Untuk menjawab dan mengulas secara sederhana Kewenangan Kepala Daerah Defenitif dan Plt atau Pj Kepala Daerah, maka setidaknya berpijak pada tiga aturan yang mengatur hal tersebut, yakni Pertama, Undang-Undang Nomor 23 Tahun 2014 tentang Pemerintahan Daerah; Kedua, Peraturan Pemerintah (PP) Nomor 49 Tahun 2008 tentang Perubahan Ketiga Atas Peraturan Pemerintah Nomor 6 Tahun 2005 tentang Pemilihan, Pengesahan Pengangkatan, dan Pemberhentian Kepala Daerah dan Wakil Kepala Daerah dan Ketiga Undang-undang Nomor 30 Tahun 2014 tentang administrasi pemerintahan.

Dalam Undang Undang Nomor 22 Tahun 2014 tentang Pemerintahan Daerah, pada Pasal 65 (1) Kepala daerah mempunyai tugas: a. memimpin pelaksanaan Urusan Pemerintahan yang menjadi kewenangan Daerah berdasarkan ketentuan peraturan perundang-undangan dan kebijakan yang ditetapkan bersama DPRD; b. memelihara ketenteraman dan ketertiban masyarakat; c. menyusun dan mengajukan rancangan Perda tentang RPJPD dan rancangan Perda tentang RPJMD kepada DPRD untuk dibahas bersama DPRD, serta menyusun dan menetapkan RKPD; d. menyusun dan mengajukan rancangan Perda tentang APBD, rancangan Perda tentang perubahan APBD, dan rancangan Perda tentang pertanggungjawaban pelaksanaan APBD kepada DPRD untuk dibahas bersama; e. mewakili Daerahnya di dalam dan di luar pengadilan, dan dapat menunjuk kuasa hukum untuk mewakilinya sesuai dengan ketentuan peraturan perundangundangan; f. mengusulkan pengangkatan wakil kepala daerah; dan g. melaksanakan tugas lain sesuai dengan ketentuan peraturan perundang-undangan.

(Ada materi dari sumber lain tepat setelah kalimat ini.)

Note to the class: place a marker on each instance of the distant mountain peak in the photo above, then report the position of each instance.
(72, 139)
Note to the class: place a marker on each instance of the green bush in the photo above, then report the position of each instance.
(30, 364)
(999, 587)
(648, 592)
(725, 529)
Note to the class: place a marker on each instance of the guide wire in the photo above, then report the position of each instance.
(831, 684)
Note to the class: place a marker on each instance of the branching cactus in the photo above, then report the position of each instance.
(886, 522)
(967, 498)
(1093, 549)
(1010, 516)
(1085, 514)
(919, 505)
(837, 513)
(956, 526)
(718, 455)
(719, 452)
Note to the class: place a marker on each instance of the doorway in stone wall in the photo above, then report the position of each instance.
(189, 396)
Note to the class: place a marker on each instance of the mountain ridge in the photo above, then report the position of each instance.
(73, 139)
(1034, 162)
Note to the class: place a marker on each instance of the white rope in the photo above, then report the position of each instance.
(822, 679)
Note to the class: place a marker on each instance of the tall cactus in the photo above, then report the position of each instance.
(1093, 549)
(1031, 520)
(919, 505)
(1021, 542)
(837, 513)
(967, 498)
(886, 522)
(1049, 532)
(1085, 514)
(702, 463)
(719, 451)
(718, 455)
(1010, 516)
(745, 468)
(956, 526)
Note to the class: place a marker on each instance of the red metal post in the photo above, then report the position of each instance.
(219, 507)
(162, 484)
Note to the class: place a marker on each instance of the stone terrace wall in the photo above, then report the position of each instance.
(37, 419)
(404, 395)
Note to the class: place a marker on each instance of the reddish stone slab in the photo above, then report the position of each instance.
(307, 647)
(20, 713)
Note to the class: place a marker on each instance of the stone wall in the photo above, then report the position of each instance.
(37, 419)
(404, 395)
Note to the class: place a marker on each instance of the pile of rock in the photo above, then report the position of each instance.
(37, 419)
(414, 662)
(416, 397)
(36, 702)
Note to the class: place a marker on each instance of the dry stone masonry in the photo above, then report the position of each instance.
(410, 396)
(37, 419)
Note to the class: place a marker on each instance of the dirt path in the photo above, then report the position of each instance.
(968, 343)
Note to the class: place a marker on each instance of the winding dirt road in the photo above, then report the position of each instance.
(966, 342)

Kemudian, bagaimana dengan Tugas dan Kewenagan Plt atau Pj Kepala Daerah. Pada Peraturan Pemerintah Nomor 49 tahun 2008, pada Pasal 132A, berbunyi : Ayat (1) : “Penjabat kepala daerah atau pelaksana tugas kepala daerah sebagaimana dimaksud dalam Pasal 130 ayat (1) dan ayat (3), serta Pasal 131 ayat (4), atau yang diangkat untuk mengisi kekosongan jabatan kepala daerah karena mengundurkan diri untuk mencalonkan/dicalonkan menjadi calon kepala daerah/wakil kepala daerah, serta kepala daerah yang diangkat dari wakil kepala daerah yang menggantikan kepala daerah yang mengundurkan diri untuk mencalonkan/dicalonkan sebagai calon kepala daerah/wakil kepala daerah Dilarang : a. melakukan mutasi pegawai; b. membatalkan perijinan yang telah dikeluarkan pejabat sebelumnya dan/atau mengeluarkan perijinan yang bertentangan dengan yang dikeluarkan pejabat sebelumnya; c. membuat kebijakan tentang pemekaran daerah yang bertentangan dengan kebijakan pejabat sebelumnya; dan d. membuat kebijakan yang bertentangan dengan kebijakan penyelenggaraan pemerintahan dan program pembangunan pejabat sebelumnya”.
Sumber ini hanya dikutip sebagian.